Precariedad es el nuevo nombre de la civilización europea. España, siguiendo sus preceptos fundacionales, no duda en adherirse a esa tendencia que se empeña en quemar los logros de tantas décadas de trabajo, sudor y lágrimas de nuestros antepasados. No dejo de pensar: si mi abuelo levantara la cabeza…
Mientras las élites mundiales hinchan sus bolsillos con la permisividad interesada, tosca y desvergonzada de sus voceros nacionales –nuestros gobernantes-, la miseria rezuma y comienza a colmatar, gota a gota, desde los rincones de las grandes urbes hasta los campos trillados de las aldeas, como si un fango venenoso amenazara con ahogar cada día a más personas, paralizadas entre la memoria de un pasado mejor y el shock causado por el estruendo del presente.
La obstinación en el injusto recorte de trozos de humanidad conquistada a base de esfuerzo, la dolorosa falta de justicia, el laxo sentido de responsabilidad de los poderosos y la impunidad de tantos delincuentes de gomina y corbata arrastra al incauto pertinaz al mundo de la precariedad.
Precariedad monetaria, precariedad intelectual, precariedad emocional, precariedad ética.
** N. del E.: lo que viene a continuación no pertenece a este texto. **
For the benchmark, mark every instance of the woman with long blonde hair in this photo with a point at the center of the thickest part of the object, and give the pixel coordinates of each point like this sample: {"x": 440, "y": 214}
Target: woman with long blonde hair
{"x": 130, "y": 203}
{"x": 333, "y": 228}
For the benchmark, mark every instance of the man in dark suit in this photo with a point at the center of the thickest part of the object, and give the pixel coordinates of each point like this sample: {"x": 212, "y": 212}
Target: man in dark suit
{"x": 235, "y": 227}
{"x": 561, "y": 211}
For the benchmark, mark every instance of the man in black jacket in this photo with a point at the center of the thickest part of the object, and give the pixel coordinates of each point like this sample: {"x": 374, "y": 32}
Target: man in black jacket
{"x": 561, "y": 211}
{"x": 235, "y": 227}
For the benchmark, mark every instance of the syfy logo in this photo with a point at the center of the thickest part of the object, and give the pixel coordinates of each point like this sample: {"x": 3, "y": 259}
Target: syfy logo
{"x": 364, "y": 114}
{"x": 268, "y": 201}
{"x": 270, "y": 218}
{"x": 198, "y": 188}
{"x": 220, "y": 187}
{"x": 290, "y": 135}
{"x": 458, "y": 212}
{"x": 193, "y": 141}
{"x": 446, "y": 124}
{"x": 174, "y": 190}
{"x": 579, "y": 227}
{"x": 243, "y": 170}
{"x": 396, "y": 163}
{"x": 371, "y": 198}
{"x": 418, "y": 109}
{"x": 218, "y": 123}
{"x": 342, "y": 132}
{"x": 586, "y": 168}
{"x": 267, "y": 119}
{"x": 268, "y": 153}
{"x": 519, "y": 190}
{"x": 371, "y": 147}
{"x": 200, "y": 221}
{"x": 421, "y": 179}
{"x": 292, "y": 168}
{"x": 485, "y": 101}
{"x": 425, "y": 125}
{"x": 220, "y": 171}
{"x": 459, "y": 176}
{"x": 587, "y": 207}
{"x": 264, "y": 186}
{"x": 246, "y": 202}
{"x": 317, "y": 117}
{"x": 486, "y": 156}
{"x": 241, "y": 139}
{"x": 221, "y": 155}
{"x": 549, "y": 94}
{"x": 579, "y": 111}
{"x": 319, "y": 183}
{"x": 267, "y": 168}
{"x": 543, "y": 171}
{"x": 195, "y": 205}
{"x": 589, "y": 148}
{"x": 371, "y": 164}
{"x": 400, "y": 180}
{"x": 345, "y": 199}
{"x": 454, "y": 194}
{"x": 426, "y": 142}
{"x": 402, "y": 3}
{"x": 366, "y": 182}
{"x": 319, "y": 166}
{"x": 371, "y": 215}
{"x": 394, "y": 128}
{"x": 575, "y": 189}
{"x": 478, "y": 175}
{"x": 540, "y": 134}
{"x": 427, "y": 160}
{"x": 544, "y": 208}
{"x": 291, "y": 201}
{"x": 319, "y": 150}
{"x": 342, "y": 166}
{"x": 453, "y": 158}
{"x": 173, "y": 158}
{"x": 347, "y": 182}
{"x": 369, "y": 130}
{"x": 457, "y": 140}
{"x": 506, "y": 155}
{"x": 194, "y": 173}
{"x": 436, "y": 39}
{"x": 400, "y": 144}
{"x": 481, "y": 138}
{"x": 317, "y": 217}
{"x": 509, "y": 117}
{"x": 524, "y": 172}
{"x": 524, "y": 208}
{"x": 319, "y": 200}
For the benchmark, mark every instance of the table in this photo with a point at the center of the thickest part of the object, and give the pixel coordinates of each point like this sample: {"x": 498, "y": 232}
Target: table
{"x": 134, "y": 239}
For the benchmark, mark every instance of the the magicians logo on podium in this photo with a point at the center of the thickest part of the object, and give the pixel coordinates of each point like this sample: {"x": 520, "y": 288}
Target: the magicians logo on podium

Precariedad por doquiera que mires, que leas, que escuches, que toques, que sientas. Precariedad y dolor es lo único que perciben los sentidos del incauto aventurero que, pese a todo, no inca la rodilla y se declara en rebeldía contra la mediocridad que todo lo tizna.
¡Que la locura de su atrevimiento no se vea cortada! ¡Que los cuerdos de atar no le convenzan jamás de entregarse a la resignación! ¡Que la decepcionante inmediatez no embriague la lucidez del viajero perseverante! Que ese viajero no esté nunca de regreso. Que mantenga la curiosidad y la ilusión por vencer en las batallas en las que lucha desde hace tanto. Que nada lo venza ni lo detenga. Resistencia es lo único que le queda.
Resistencia para mirar más allá de su horizonte precario. O estaremos perdidos.